Barns and Gas Stations and Totem Poles – Oh, My!
Yesterday’s ride took me past some … interesting … roadside distractions – er, *attractions*. These are some of the reasons I didn’t get to Joplin until about 8 PM last night.
First, let me present “The Round Barn.” It was built in 1898 or thereabouts, and it was restored (rebuilt, actually, because by that time the original roof had fallen in) in the late 1990s. There is a ground floor and a loft. The peak of the roof is 34 feet above the loft floor. There are no joists or anything; It’s just a huge open space:
One of my Facebook friends lives in Tulsa, and we had hoped that my timing would work out so that we could meet in person – our first thought was that I might get to Tulsa two days ago and stay overnight, but that didn’t happen (I stayed in OKC). Then we thought I might get there in time for lunch yesterday, but that didn’t happen, either – a late start and those darn distractio – er, ATTRACTions – slowed me down (as did getting lost in Tulsa). But as we were bemoaning the fact that a meeting didn’t work out, she told me that she’s descended from the family that built the original Round Barn. It’s tidbits like that that you don’t find in a guidebook, and one of the things that can be so fascinating about Facebook.

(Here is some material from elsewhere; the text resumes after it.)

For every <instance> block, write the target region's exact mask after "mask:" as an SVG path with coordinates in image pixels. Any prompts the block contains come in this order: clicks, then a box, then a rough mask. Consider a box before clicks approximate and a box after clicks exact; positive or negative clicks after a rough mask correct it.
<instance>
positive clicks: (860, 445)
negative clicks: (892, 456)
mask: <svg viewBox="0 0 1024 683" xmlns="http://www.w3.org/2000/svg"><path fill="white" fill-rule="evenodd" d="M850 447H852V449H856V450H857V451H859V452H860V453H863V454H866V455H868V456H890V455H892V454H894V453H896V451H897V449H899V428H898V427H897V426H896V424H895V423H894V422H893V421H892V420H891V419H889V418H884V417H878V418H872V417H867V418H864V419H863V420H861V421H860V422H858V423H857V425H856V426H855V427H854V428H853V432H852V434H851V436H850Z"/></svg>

Next, we have an old gas station that has been converted into a motorcycle museum. This place has the usual collection of road bikes, dirt bikes, and such, but have you ever seen a wicker-basket bike?
And how on earth a small place like this could have not one, but TWO still-in-their-original-crate bikes – I have no idea. One of them is from a company that tried to revive an old nameplate (Excelsior-Henderson) but only made 2000 bikes total before quitting.
And then there are these motorcycles (a good-guy one and a bad-guy one) from “Captain America – The First Avenger”:
And the totem poles – who knew there was a “totem pole park” out in the wilds of northeastern Oklahoma?
I added two new states to my Route 66 list yesterday – Kansas (all 17 miles of it) and Missouri. I found a shady spot in Depew, OK, to have lunch yesterday:
I found a roadside attraction in Tulsa, celebrating some of its industrial history:
And I saw (and rode over) the only remaining Marsh bridge on Route 66. They were designed by Mr. Marsh, and at one time they were quite numerous.
Today I will cross Missouri and stay somewhere in / around / near St. Louis. I *may* try to follow Route 66 through the city, or I might give up – again. Only time will tell.